Biostatistics training has featured prominently in the Clinics on Meaningful Modelling of Epidemiological Data (MMED) organized annually by SACEMA in partnership with the African Institute for Mathematical Sciences (AIMS) and a consortium of North Americans. In addition, dedicated biostatistics short courses have been offered in June/July over the last three years, in conjunction with the Universities of Ghent (Belgium), KwaZulu-Natal and Cape Town. Very recently, from Monday 28 October to Friday 8 November 2013, SACEMA hosted two more specialised 5-day courses, end to end, in Stellenbosch, presented by acknowledged experts in the respective fields. We asked some participants to write brief reports of these well-received and timely courses.
Joint Modelling of Longitudinal and Survival Data
By Cari van Schalkwyk and Martin Nieuwoudt
What is “joint modelling” and why is it becoming increasingly important? Outcomes that are typically collected in longitudinal studies include repeated measures (such as biomarkers) and time-to-events (such as mortality). These outcomes are often analysed separately, ignoring the association between the two processes. However, if one wishes to account for the effect of the longitudinal outcome when analysing the event outcome, traditional survival analysis approaches are not applicable – these approaches require that time dependent covariates are independent of the event. If interest lies in the longitudinal outcome, bias might arise when ignoring non-random drop-out from the study. To obtain valid inferences for both, the joint distribution of the longitudinal and survival processes requires simultaneous analysis. Although the methods have been in circulation in the theoretical literature since the late 1990s, practical application of these computationally intensive models has only become feasible with progress in computing power.
The course was attended by 23 people from a number of countries and a wide range of institutions, and was presented by Associate Professor Dimitris Rizopoulos, who is based at the Erasmus University Medical Center, Rotterdam, the Netherlands, and published the first book on this topic in 2012.
This was an advanced course, aimed at participants with substantial statistical experience and it was masterfully presented, simplifying the theory and its implementation in R to a level that was manageable for all involved. We are grateful to Dimitris for his efforts and hope for a long and fruitful collaboration.
Updating Scientific Knowledge through Bayesian Learning
By Reshma Kassanjee and Hilmarié Brand
Presented with the same image of a black dog, the Bayesian statistician would infer the presence of a black dog, while a frequentist statistician would infer the presence of a dog that is black on the side visible in the image.
This is how Prof. Emmanuel Lesaffre (Erasmus University Medical Center, the Netherlands; Catholic University of Leuven, Belgium; Hasselt University, Belgium) contrasted the two schools of thought on statistical inference as he opened his course on Bayesian Biostatistics, based on his book with the same name. The course was attended by 15 participants from around Africa – ranging from postgraduate students to department heads, primarily operating in academic institutions in the areas of mathematics or statistics.
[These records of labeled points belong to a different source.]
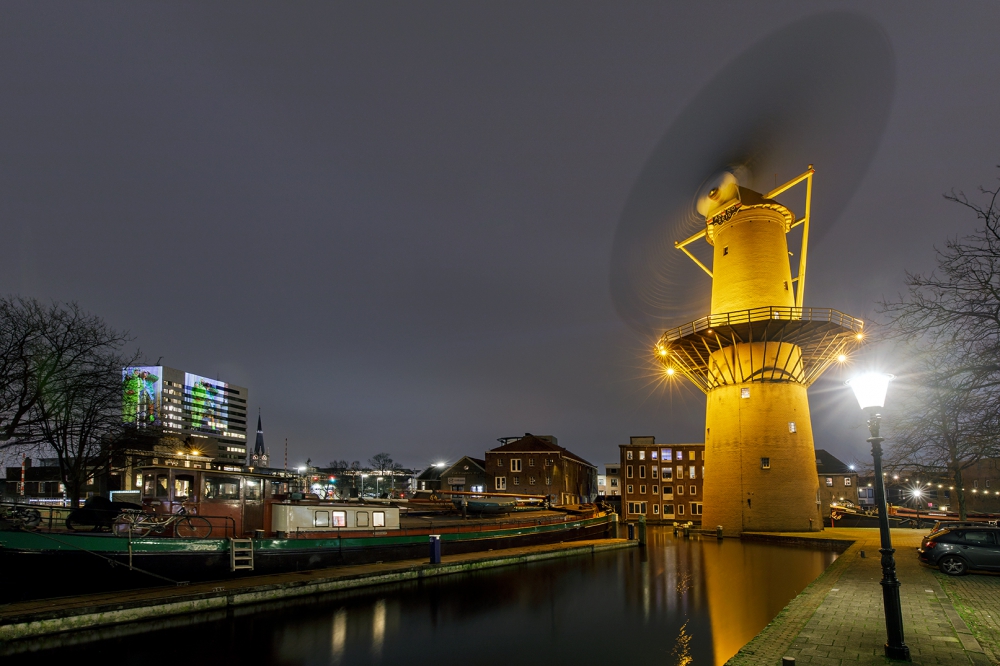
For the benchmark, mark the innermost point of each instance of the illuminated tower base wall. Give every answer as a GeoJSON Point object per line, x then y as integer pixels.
{"type": "Point", "coordinates": [760, 476]}
{"type": "Point", "coordinates": [754, 357]}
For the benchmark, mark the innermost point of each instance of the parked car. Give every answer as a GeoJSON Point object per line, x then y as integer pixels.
{"type": "Point", "coordinates": [956, 550]}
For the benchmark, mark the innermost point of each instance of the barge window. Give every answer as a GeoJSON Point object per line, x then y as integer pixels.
{"type": "Point", "coordinates": [253, 489]}
{"type": "Point", "coordinates": [161, 485]}
{"type": "Point", "coordinates": [183, 486]}
{"type": "Point", "coordinates": [222, 487]}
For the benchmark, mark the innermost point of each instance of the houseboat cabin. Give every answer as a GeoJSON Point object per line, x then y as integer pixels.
{"type": "Point", "coordinates": [242, 503]}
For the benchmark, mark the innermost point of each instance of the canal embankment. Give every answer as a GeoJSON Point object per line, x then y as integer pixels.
{"type": "Point", "coordinates": [34, 619]}
{"type": "Point", "coordinates": [838, 619]}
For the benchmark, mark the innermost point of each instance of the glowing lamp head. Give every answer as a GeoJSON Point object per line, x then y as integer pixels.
{"type": "Point", "coordinates": [870, 389]}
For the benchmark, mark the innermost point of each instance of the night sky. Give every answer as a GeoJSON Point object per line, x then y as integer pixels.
{"type": "Point", "coordinates": [394, 222]}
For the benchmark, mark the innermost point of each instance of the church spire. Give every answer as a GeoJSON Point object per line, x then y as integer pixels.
{"type": "Point", "coordinates": [259, 457]}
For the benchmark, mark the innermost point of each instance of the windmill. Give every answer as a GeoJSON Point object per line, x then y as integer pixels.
{"type": "Point", "coordinates": [818, 89]}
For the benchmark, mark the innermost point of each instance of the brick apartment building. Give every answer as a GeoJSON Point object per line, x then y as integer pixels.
{"type": "Point", "coordinates": [661, 481]}
{"type": "Point", "coordinates": [537, 465]}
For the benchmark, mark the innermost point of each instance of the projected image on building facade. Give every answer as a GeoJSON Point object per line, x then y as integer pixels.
{"type": "Point", "coordinates": [142, 395]}
{"type": "Point", "coordinates": [209, 403]}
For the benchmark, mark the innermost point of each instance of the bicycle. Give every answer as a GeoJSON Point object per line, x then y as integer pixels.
{"type": "Point", "coordinates": [135, 522]}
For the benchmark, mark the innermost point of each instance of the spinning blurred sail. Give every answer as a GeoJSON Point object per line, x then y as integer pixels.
{"type": "Point", "coordinates": [817, 91]}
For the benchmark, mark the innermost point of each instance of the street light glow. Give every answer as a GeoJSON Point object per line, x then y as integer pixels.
{"type": "Point", "coordinates": [870, 389]}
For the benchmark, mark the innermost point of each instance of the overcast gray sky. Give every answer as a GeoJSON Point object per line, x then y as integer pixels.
{"type": "Point", "coordinates": [393, 221]}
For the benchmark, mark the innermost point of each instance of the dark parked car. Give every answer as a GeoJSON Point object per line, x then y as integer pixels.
{"type": "Point", "coordinates": [956, 550]}
{"type": "Point", "coordinates": [97, 514]}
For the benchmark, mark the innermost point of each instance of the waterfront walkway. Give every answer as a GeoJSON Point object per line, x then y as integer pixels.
{"type": "Point", "coordinates": [127, 611]}
{"type": "Point", "coordinates": [838, 620]}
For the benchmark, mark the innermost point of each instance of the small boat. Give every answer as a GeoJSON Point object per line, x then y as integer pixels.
{"type": "Point", "coordinates": [222, 524]}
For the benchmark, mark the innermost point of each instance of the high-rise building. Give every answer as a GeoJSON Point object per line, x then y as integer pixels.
{"type": "Point", "coordinates": [187, 405]}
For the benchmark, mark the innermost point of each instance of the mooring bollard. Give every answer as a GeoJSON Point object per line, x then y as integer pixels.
{"type": "Point", "coordinates": [435, 549]}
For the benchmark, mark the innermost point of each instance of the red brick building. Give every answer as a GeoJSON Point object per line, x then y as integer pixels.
{"type": "Point", "coordinates": [662, 482]}
{"type": "Point", "coordinates": [537, 465]}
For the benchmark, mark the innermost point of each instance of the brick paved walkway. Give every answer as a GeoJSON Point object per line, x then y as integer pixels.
{"type": "Point", "coordinates": [838, 619]}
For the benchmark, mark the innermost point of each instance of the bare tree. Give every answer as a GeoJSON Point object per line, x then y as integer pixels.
{"type": "Point", "coordinates": [948, 322]}
{"type": "Point", "coordinates": [62, 387]}
{"type": "Point", "coordinates": [944, 427]}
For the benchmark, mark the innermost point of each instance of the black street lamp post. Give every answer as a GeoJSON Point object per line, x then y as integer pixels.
{"type": "Point", "coordinates": [870, 391]}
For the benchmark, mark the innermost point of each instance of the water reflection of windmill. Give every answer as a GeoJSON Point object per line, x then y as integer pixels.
{"type": "Point", "coordinates": [819, 89]}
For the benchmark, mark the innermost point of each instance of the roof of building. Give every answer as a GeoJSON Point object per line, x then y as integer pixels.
{"type": "Point", "coordinates": [481, 464]}
{"type": "Point", "coordinates": [827, 463]}
{"type": "Point", "coordinates": [532, 444]}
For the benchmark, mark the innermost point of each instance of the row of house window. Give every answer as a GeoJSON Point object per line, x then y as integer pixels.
{"type": "Point", "coordinates": [665, 472]}
{"type": "Point", "coordinates": [668, 509]}
{"type": "Point", "coordinates": [665, 454]}
{"type": "Point", "coordinates": [501, 481]}
{"type": "Point", "coordinates": [667, 490]}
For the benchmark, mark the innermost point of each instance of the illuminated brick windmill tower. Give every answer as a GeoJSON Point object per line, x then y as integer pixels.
{"type": "Point", "coordinates": [753, 347]}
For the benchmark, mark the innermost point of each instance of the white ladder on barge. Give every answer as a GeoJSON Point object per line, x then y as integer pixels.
{"type": "Point", "coordinates": [240, 554]}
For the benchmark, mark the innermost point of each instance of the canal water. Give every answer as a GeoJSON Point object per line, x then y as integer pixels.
{"type": "Point", "coordinates": [676, 602]}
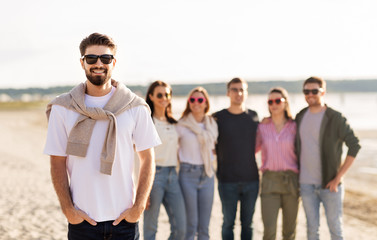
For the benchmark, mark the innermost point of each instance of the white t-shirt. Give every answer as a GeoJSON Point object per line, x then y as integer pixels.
{"type": "Point", "coordinates": [103, 197]}
{"type": "Point", "coordinates": [166, 154]}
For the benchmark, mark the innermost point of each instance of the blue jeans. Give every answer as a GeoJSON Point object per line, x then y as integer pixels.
{"type": "Point", "coordinates": [103, 231]}
{"type": "Point", "coordinates": [230, 194]}
{"type": "Point", "coordinates": [166, 190]}
{"type": "Point", "coordinates": [312, 195]}
{"type": "Point", "coordinates": [198, 190]}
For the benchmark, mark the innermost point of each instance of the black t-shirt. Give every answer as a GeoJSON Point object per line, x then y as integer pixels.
{"type": "Point", "coordinates": [235, 147]}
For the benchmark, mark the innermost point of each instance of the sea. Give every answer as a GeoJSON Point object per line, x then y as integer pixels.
{"type": "Point", "coordinates": [360, 109]}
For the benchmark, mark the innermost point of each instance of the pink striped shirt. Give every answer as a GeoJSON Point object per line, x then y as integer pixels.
{"type": "Point", "coordinates": [278, 150]}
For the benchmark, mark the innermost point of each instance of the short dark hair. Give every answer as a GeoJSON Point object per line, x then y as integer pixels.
{"type": "Point", "coordinates": [97, 39]}
{"type": "Point", "coordinates": [318, 80]}
{"type": "Point", "coordinates": [236, 80]}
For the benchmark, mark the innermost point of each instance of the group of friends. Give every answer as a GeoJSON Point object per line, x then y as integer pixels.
{"type": "Point", "coordinates": [95, 129]}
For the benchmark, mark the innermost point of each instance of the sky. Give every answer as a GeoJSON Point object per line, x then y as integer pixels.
{"type": "Point", "coordinates": [189, 41]}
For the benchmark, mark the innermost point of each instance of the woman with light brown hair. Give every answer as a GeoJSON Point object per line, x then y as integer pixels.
{"type": "Point", "coordinates": [197, 132]}
{"type": "Point", "coordinates": [276, 139]}
{"type": "Point", "coordinates": [166, 190]}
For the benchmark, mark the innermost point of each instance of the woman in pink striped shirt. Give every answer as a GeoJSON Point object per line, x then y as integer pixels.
{"type": "Point", "coordinates": [275, 138]}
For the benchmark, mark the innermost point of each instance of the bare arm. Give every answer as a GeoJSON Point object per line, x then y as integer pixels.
{"type": "Point", "coordinates": [333, 184]}
{"type": "Point", "coordinates": [144, 186]}
{"type": "Point", "coordinates": [60, 181]}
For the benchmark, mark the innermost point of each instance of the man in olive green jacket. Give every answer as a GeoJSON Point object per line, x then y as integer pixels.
{"type": "Point", "coordinates": [321, 132]}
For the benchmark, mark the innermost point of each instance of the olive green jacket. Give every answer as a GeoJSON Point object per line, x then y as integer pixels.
{"type": "Point", "coordinates": [333, 132]}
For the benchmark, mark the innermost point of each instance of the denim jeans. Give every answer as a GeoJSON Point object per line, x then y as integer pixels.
{"type": "Point", "coordinates": [230, 194]}
{"type": "Point", "coordinates": [198, 191]}
{"type": "Point", "coordinates": [312, 195]}
{"type": "Point", "coordinates": [103, 231]}
{"type": "Point", "coordinates": [166, 190]}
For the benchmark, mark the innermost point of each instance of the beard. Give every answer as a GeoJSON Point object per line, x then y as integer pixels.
{"type": "Point", "coordinates": [97, 80]}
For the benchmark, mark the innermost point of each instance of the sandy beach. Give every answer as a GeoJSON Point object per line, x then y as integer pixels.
{"type": "Point", "coordinates": [29, 208]}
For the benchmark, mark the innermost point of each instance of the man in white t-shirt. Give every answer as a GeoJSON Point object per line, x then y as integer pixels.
{"type": "Point", "coordinates": [92, 133]}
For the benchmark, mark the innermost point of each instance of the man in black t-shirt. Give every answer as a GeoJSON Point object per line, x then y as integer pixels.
{"type": "Point", "coordinates": [237, 171]}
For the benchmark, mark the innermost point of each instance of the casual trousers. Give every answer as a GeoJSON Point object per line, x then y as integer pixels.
{"type": "Point", "coordinates": [166, 190]}
{"type": "Point", "coordinates": [279, 190]}
{"type": "Point", "coordinates": [312, 195]}
{"type": "Point", "coordinates": [198, 191]}
{"type": "Point", "coordinates": [103, 231]}
{"type": "Point", "coordinates": [230, 194]}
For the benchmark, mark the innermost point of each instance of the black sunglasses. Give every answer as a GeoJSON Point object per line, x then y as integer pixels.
{"type": "Point", "coordinates": [160, 95]}
{"type": "Point", "coordinates": [199, 99]}
{"type": "Point", "coordinates": [92, 59]}
{"type": "Point", "coordinates": [277, 101]}
{"type": "Point", "coordinates": [313, 91]}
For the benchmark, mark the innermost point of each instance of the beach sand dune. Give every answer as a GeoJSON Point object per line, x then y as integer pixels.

A frequentist’s view of the world is based on the plausibility of observed data given a hypothesised underlying process, where all information is contained in the data. Bayesians have stochastic beliefs about the underlying process, given the observed data and any prior beliefs, and the updating of these beliefs mimics the process of incremental scientific learning.
In the past, the training of statistics students has been dominated by frequentist inference. Even non-statisticians prioritise the understanding of related concepts (such as p-values, confidence intervals and power) as these occur throughout the biostatistical literature. Consequently, Bayesian models are often overlooked by data analysts. Not only is there a natural tendency to map familiar concepts onto new problems, but mathematical complexity has also hindered the widespread use of Bayesian methods. It is only recently, 200 years after the founding work of Thomas Bayes and Pierre-Simon Laplace, that the application of Bayesian approaches has been revolutionised by the development of algorithms that sample ‘posterior beliefs’ when analytical solutions are intractable. Furthermore, software implementing these algorithms is now freely available (for example, WinBUGS, OpenBUGS, JAGS, R packages such as mcmc and R2WinBUGS). This highlights how the utility of theoretical constructs (which may have been previously overlooked) evolves with time as supporting tools and technologies grow. Resources available to analysts are ever-changing, and therefore continued learning is essential to ensure that methods most suited to answer research questions are used.
This course began with an introduction to the Bayesian paradigm, contrasting it to the frequentist one. Selecting prior beliefs, updating these through observed data, and summarising resulting posterior beliefs, were explored. The use of Markov Chain Monte Carlo methods, such as Gibbs sampling and Metropolis-Hastings algorithm, to fit simple to complex Bayesian models was demonstrated in R and WinBUGS. Practical sessions, interspersed throughout the course, empowered participants to use these tools themselves.
All participants seemed to be frequentist by default on day one of the course, but there were many questioning their beliefs by its end. We hope to see Emmanuel back in the Cape before too long to make more converts.